I have a question that arose from me using the GSreg package in R when analyzing a gene expression dataset. I had a hit on ERBB2 down regulation between sample A and B from reactome but I'm unsure in how to interpret it.
Is there a way to see which of the samples (A or B) are down regulated with this package? Or do I need to look at each gene in the pathway? Or can I only say that this pathway is deregulated between samples?
Correct me if I am wrong, this package takes into account all the genes expressed between your conditions and outlines the most enriched-significant pathway due to the most variable genes between your conditions. It is based on a regression model and by and large it takes in to account Differential Rank Conservation (DIRAC) and tries to build the pathway on those genes. If you find pathway hit for those genes, ideally these genes are enriched in your dataset and significantly changing when compared to all the genes in that pathway. So it is significantly showing the pathway. This should be also indicating that the genes that are involved in that pathway from your samples are differentially expressed. I would prefer to see the direction of this genes in order to understand which condition has it up-regulated. Just extract the genes of the pathway, map them with your expression matrix to see which are these in your samples. Make a heatmap of them and you will get the idea in which conditions they are up or down regulated. Pretty sure ERBB2 will also come out of it.
Alternatively do a differentially expression analysis , if its a microarray, I would here go for limma or even for that matter RankProd since the GSREG is based upon differential ranking. Overlap your DE genes with the genes of the pathway and plot the fold-changes for the ones that are matching. A simple barplot of them will show how these genes are behaving across both conditions. ERBB2 signalling pathway should be the one you target (so overlap all genes from that pathway with your DEGs) and plot that are common with fold changes between your conditions. I hope I made myself clear.
However as I understand GSREG it only looks at gene sets/pathways that you supply and the enrichment is therefore not a part of the package although I could have misinterpreted that part. I've done most of what you've described so I really wnt to understand the GSA part. I've used SAM to identify differentially expressed genes and then analyzed those via GO enrichment tools. Now I want to look at all the genes again however with predefined gene sets.

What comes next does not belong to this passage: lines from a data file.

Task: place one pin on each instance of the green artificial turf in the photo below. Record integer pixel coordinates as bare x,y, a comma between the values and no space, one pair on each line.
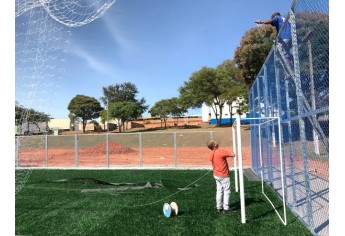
113,202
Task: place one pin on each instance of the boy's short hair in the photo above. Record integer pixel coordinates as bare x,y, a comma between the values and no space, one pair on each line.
210,144
275,14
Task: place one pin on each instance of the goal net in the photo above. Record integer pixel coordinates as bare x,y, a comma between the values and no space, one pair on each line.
265,143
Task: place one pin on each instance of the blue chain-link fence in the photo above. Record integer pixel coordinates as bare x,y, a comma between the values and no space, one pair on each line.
293,84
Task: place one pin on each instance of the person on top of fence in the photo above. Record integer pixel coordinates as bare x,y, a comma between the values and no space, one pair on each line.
284,39
218,157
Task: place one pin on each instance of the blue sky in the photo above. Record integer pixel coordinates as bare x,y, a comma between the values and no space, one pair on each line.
153,44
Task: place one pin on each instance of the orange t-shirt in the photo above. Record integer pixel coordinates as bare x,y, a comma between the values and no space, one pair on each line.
219,162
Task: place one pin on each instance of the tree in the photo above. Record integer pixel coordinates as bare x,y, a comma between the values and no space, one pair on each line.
73,118
252,52
207,86
167,107
29,116
123,112
85,108
125,92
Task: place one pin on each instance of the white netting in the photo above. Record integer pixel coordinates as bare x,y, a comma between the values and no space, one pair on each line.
67,12
43,29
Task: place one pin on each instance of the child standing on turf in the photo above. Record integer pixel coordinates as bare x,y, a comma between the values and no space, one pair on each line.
218,157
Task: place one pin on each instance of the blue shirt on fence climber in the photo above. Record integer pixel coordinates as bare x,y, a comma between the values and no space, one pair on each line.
278,21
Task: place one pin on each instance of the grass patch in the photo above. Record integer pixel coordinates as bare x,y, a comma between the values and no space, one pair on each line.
53,202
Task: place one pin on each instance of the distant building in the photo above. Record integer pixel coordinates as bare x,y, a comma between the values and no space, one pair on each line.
60,124
209,116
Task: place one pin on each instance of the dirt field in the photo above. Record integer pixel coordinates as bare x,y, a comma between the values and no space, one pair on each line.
120,155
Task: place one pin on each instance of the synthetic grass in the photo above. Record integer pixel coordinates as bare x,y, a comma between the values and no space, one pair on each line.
53,202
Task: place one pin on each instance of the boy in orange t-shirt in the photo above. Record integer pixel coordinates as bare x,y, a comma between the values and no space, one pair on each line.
218,157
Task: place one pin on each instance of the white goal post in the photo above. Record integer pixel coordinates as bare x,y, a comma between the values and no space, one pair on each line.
237,146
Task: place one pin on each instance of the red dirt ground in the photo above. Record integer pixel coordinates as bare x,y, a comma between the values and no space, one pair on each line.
121,156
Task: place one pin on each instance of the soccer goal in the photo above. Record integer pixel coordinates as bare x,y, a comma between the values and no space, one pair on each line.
265,131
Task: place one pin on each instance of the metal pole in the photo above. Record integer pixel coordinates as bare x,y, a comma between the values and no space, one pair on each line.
108,115
239,150
235,159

This should be fairly simple. When you perform GSREG are you using your DEGs or all genes? Lets break it up the thing you did so that I can better advise you. Ideally when you perform a GSEA analysis with either GSREG or broad GSEA tool, the hypothesis that one wants to see is that for a specific pathway your list of input genes will be enriched for that pathway that entails lets say X number of genes. However, you have only Y genes in your DEGs. If know you select that pathway and throw your Y genes, the tool tries to see if your Y genes are still strong enough to bring out an enrichment of that pathway or not. This means that the genes that you have strongly represent that pathway as it overlaps with most of the genes that belong to that pathway. The enrichment is performed with Fischer exact test between your genes of Y against all the genes of that pathway.
So what you can do is, take your DEGs, perform overall GO on all them to see the biological processes that gets enriched.

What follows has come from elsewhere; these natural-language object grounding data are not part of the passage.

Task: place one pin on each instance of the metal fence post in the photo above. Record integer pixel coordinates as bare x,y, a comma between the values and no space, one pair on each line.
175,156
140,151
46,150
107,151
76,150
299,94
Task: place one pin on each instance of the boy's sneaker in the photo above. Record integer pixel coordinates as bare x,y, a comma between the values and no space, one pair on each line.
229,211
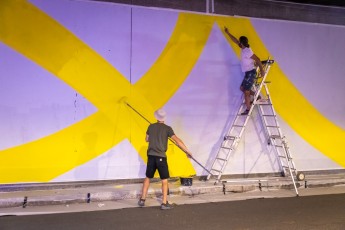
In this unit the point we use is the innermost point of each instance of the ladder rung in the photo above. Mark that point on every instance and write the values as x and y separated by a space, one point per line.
216 170
287 167
222 159
289 158
229 138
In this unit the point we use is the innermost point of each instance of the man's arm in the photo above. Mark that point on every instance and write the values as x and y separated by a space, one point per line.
180 143
258 62
231 36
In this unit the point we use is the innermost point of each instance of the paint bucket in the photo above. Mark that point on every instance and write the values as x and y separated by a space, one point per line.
186 181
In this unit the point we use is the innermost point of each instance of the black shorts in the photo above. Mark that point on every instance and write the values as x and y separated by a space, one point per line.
248 79
160 163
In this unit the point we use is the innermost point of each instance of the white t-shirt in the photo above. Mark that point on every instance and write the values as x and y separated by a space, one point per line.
247 64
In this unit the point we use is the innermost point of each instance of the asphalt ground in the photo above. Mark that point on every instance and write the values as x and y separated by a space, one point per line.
319 208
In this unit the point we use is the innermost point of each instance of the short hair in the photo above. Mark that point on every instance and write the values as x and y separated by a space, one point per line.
244 41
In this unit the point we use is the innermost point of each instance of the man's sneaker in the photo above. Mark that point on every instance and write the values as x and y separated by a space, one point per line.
257 99
166 206
245 112
141 202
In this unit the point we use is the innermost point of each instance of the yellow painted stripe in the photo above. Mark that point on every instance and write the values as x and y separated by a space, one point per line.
177 60
40 38
291 105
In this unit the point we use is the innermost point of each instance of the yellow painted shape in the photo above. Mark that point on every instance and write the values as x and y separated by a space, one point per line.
291 105
40 38
177 59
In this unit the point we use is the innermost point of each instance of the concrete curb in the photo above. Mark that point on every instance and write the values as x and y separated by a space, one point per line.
132 191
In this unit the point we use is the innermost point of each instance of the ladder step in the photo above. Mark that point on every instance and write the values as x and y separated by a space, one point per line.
286 167
229 138
222 159
289 158
216 170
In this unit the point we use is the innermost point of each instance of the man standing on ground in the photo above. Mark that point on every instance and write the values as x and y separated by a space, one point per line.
157 135
248 61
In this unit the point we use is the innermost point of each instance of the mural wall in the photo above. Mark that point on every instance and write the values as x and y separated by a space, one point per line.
79 77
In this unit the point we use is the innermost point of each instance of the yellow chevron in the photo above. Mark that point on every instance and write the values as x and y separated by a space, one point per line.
291 105
88 73
56 49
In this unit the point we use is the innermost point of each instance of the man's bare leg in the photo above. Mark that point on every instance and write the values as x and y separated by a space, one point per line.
164 190
145 188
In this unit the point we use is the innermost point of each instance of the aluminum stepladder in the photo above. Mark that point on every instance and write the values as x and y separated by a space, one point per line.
272 129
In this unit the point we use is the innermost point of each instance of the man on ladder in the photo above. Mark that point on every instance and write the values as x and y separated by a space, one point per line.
248 61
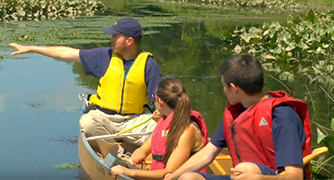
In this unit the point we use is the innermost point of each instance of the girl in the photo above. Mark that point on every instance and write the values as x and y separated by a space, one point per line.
180 133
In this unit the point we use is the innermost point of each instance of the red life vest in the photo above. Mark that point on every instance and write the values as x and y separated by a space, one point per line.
159 138
255 141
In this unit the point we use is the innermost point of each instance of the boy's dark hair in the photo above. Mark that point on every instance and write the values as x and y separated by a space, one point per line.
243 70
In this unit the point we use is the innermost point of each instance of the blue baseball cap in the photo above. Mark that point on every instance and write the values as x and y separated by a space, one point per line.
127 26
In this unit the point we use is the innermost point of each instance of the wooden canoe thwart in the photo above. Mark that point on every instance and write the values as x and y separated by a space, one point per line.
95 167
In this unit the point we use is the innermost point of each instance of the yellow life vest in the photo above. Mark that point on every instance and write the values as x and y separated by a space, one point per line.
120 92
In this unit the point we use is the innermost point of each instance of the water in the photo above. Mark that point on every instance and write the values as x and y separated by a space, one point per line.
39 118
39 107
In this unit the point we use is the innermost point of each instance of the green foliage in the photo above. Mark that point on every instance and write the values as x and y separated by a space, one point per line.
322 168
35 10
277 4
303 45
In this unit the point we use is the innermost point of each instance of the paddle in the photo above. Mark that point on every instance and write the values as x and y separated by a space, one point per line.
111 136
126 130
316 152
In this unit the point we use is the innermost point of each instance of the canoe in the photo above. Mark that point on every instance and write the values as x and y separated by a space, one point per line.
95 167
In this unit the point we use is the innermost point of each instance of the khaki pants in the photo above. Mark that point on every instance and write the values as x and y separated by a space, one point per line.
95 123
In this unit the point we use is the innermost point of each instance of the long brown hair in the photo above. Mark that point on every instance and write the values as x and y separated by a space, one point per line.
172 92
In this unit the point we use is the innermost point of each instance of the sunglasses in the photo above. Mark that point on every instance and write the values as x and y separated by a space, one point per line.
155 97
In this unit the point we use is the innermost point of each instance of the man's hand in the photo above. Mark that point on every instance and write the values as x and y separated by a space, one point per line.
120 170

Also perform separately with up and down degs. You will understand the specific processes that gets enriched with direction based DEGs.
Now lets say you want to perform GSEA for a specific pathway and wants to see how many genes are enriched from your DEGs, you need to select that pathway and perform enrichment of your DEGs (only those genes that are in your list for this biological pathway enrichment). Throw them in any GSEA tool and you will able to see if the pathway is more due to up-regulated genes or down regulated if the enrichment is significant. An enrichment for a geneset refers to the fact that a specific pathway is still signficantly seen since your input gene sets have an enrichment for it and that they still are strong enough to represent that pathway even if they are not all the number of genes that contributes to that pathway.
When you say pre-define gene sets, are they from your DEGs or they are from some other features associated with them? You can anyway try to take a pathway of your choice that come as a result of your GO analysis from DEGs, throw them in GSEA tool along with your pre-defined gene set to see if there is at all any enrichment or not. If there is then your pre-defined gene sets are string strong enough to trigger the same biological pathway, this is done by Ficher enrichment where your pre-defined list is enriched among your the genes that consitutes are specific pathway.
I've run the SAM on the total set (10.000 genes), then gotten 500 DE genes out. Then performed GO enrichment analysis which revealed ERBB2 associated genes as enriched compared to the input total panel of 10.000 genes. Then I ran GSREG on all my 10.000 genes and ran against the reactome pathway list and got that ERBB2 down regulation pathway was significant across my two groups. And then I would like to interpret this and it seems like I need to look at the genes present in the pathway across the samples individually?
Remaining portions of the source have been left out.